Elle fut cependant sujette à des exceptions :

Si la Grande Épouse ne mettait pas au monde d'enfant mâle, la succession revenait à un fils que le pharaon avait eu avec une épouse secondaire. Ce dernier, afin de légitimer son accès au trône, se devait alors d'épouser une fille du couple royal.
Ce fut le cas de Thoutmosis II (XVIIIe dynastie), fils du pharaon et d'une concubine, qui s'unit à Hatchepsout, sa demi-sœur.
Et, au décès d'Akhénaton, sa fille Ankhès-en-pa-Aton devient garante de la légitimité du trône. Son mari, encore adolescent, est appelé à devenir le pharaon Toutankhamon. Devenue veuve, elle épouse Ay qui reçut la couronne d'Égypte avec l'aide du général Horemheb.

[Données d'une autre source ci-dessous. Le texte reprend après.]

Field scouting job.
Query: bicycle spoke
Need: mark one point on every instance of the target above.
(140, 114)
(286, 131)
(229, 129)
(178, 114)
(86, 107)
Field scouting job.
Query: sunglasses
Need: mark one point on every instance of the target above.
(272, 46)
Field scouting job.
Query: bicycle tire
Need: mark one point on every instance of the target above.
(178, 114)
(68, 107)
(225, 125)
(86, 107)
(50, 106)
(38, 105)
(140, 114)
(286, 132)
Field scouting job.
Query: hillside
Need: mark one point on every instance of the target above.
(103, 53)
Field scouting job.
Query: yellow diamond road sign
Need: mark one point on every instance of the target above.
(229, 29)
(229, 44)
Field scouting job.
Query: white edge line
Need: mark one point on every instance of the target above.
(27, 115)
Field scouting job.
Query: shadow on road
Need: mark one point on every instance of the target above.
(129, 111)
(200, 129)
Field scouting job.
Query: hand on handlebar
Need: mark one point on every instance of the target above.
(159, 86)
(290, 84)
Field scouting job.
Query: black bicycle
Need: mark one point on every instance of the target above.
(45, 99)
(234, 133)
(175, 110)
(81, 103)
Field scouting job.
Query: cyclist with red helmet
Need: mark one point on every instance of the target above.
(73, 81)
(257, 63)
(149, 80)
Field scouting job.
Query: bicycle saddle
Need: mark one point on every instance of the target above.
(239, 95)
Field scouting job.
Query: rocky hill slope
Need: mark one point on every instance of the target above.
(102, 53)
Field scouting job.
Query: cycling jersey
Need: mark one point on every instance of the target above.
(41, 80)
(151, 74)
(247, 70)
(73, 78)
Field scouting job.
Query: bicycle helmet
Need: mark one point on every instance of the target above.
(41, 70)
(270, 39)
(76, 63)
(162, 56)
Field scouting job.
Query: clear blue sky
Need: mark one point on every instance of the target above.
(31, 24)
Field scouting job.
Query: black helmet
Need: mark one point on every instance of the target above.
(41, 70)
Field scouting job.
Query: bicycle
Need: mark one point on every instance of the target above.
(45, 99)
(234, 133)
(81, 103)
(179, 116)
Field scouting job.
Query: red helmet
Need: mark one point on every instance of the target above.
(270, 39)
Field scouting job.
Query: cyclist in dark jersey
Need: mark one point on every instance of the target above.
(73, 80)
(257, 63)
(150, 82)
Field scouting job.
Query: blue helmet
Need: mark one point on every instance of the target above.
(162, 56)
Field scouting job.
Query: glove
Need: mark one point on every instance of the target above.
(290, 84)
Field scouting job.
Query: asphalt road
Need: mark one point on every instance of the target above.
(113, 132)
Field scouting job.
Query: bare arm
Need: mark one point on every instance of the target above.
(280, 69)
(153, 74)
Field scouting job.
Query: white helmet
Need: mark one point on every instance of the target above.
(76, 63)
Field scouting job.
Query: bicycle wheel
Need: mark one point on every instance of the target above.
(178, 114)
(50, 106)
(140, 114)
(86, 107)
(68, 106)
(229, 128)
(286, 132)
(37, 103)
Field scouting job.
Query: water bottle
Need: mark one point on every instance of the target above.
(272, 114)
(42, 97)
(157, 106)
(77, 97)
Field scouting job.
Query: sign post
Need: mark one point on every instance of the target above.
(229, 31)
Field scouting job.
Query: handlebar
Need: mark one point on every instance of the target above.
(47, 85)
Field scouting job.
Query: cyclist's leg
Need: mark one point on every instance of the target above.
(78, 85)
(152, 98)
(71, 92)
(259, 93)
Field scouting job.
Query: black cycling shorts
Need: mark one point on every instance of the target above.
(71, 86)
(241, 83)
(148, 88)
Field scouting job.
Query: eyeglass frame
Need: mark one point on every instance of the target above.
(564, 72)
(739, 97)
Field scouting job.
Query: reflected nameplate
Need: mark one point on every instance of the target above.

Amenhotep III et la reine TiyiOn comprend donc l'importance conférée aux princesses royales. D'ailleurs, toujours dans le but de préserver l'essence divine de la monarchie, l'inceste royal pouvait avoir lieu entre le père et ses filles. Amenemhat III (XIIe dynastie) épousa sa fille Néférouptah, Amenhotep III, Amenhotep IV (XVIIIe dynastie) ou Ramsès II (XIXe dynastie) firent de même.

Par contre, Ramsès Ier et Séthi Ier, fondateurs de la XIXe dynastie, montèrent sur le trône avec leurs épouses respectives : Sat-Rê et Touy, toutes deux issues de familles de militaires. De même, Aménophis III (XVIIIe dynastie) fit de la roturière Tiyi sa Grande Épouse royale.

Les événements imposaient donc parfois l'usage de subterfuges :

- la théogamie utilisée par Hatchepsout, Thoutmosis III et Ramsès II : la mère du pharaon était visitée par le dieu qui lui donnait un enfant. Le roi régnant était donc le père terrestre de l'héritier au trône mais du sang divin coulait dans les veines du futur roi, quelle que soit l'origine de ses parents.

- L'oracle du dieu : avec l'aide complaisante du clergé d'Amon, la statue du dieu désignait le futur héritier de la Couronne lors d'une procession au temple de Karnak.